Проклятье! Каким ветром тебя занесло сюда? Постоялец в 13-м номере встал необычно рано. Это единственное, что было необычным, господин офицер. Проклятье. Скверное начало, ничего не скажешь. А вытер ли он пол там, где валялся обрывок перчатки? Черт его побери, он уже в туалет прошел. «Когда я вошел туда после него, увидел пятно, похожее на кровь, возле унитаза», скажет он следователю. Сабир стоял, не сводя глаз с двери в туалет. Наконец она открылась, и Али Сурейкус вышел. Увидев Сабира, спросил:
– Что-нибудь угодно, господин Сабир?
Сабир, ничего не ответив, бросился в туалет. Осмотрел как следует пол и вернулся в комнату. Заметив, что слуга не ушел, сказал, как бы оправдываясь:
– Мыло забыл.
– Оно у вас в левой руке было,– улыбнулся Али. Вот беда! Он вымученно засмеялся и сказал:
– Вот что значит вставать спозаранок, не выспавшись. На рассвете меня разбудил какой-то шум, а потом заснуть не удалось.
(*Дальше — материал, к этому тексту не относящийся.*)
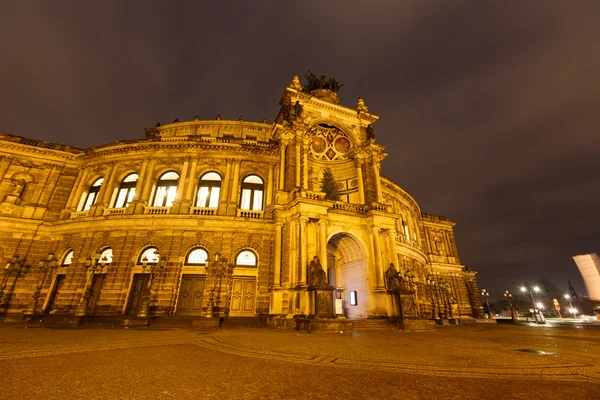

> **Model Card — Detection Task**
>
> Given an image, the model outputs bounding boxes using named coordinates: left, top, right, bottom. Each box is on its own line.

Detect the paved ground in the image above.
left=0, top=324, right=600, bottom=400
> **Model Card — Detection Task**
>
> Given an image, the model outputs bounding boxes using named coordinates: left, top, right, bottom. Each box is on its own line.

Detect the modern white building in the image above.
left=573, top=253, right=600, bottom=300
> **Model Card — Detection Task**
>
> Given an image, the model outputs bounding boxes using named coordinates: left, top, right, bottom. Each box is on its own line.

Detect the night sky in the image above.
left=0, top=0, right=600, bottom=298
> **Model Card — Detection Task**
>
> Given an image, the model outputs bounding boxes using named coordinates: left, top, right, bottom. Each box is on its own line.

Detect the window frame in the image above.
left=194, top=171, right=223, bottom=208
left=183, top=246, right=210, bottom=266
left=152, top=170, right=181, bottom=207
left=238, top=174, right=265, bottom=211
left=113, top=172, right=140, bottom=208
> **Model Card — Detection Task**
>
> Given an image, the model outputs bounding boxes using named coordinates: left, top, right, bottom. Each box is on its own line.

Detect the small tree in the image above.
left=321, top=168, right=340, bottom=201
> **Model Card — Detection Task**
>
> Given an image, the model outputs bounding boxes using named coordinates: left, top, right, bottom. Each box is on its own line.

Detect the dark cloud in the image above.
left=0, top=0, right=600, bottom=300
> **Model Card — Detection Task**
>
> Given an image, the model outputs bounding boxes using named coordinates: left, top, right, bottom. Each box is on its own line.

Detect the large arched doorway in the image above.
left=327, top=233, right=370, bottom=318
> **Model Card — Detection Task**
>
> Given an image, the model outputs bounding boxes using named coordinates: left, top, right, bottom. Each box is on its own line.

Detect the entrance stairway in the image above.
left=221, top=317, right=266, bottom=328
left=348, top=319, right=398, bottom=331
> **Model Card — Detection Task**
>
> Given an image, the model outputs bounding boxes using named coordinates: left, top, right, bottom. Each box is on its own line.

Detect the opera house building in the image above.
left=0, top=76, right=483, bottom=329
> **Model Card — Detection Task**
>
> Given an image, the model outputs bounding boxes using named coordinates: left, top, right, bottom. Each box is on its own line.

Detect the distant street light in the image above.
left=504, top=289, right=517, bottom=324
left=521, top=286, right=540, bottom=309
left=481, top=289, right=494, bottom=319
Плохо, плохо начался день. Хотя преувеличивать опасность не стоит. Одеваясь, он досконально просматривал вещи. Вспомнил старого Халиля на постели, и его пробрал озноб. Попытался себя успокоить: убийства совершаются каждый день и часто безнаказанно. Уехать в Александрию? Сама мысль об этом – безумие. Одевшись, он еще раз осмотрелся – кажется, не упустил ничего. Вроде все в порядке с костюмом, а спокойствия нет. Эти псы в швах разыщут то, чего и в голову не придет. А не надеть ли другой костюм? Сдать этот в паровую чистку. Но во что его завернуть, чтобы не привлекать внимания? Не станет ли костюм объектом расследования сегодня после полудня? Стало совсем не по себе, тем более что ему хотелось бежать из гостиницы до того, как начнется расследование. Решил, что это важнее самого костюма. Бросил последний взгляд на комнату и тихо сказал:
– Не предай меня.
Вышел. Дядюшка Мухаммед Сави уже склонился в утренней молитве. Он уселся в салоне вместе с редкими постояльцами. Съел легкий завтрак. Пока ел, появился Али Сурейкус и торопливо протянул ему что-то.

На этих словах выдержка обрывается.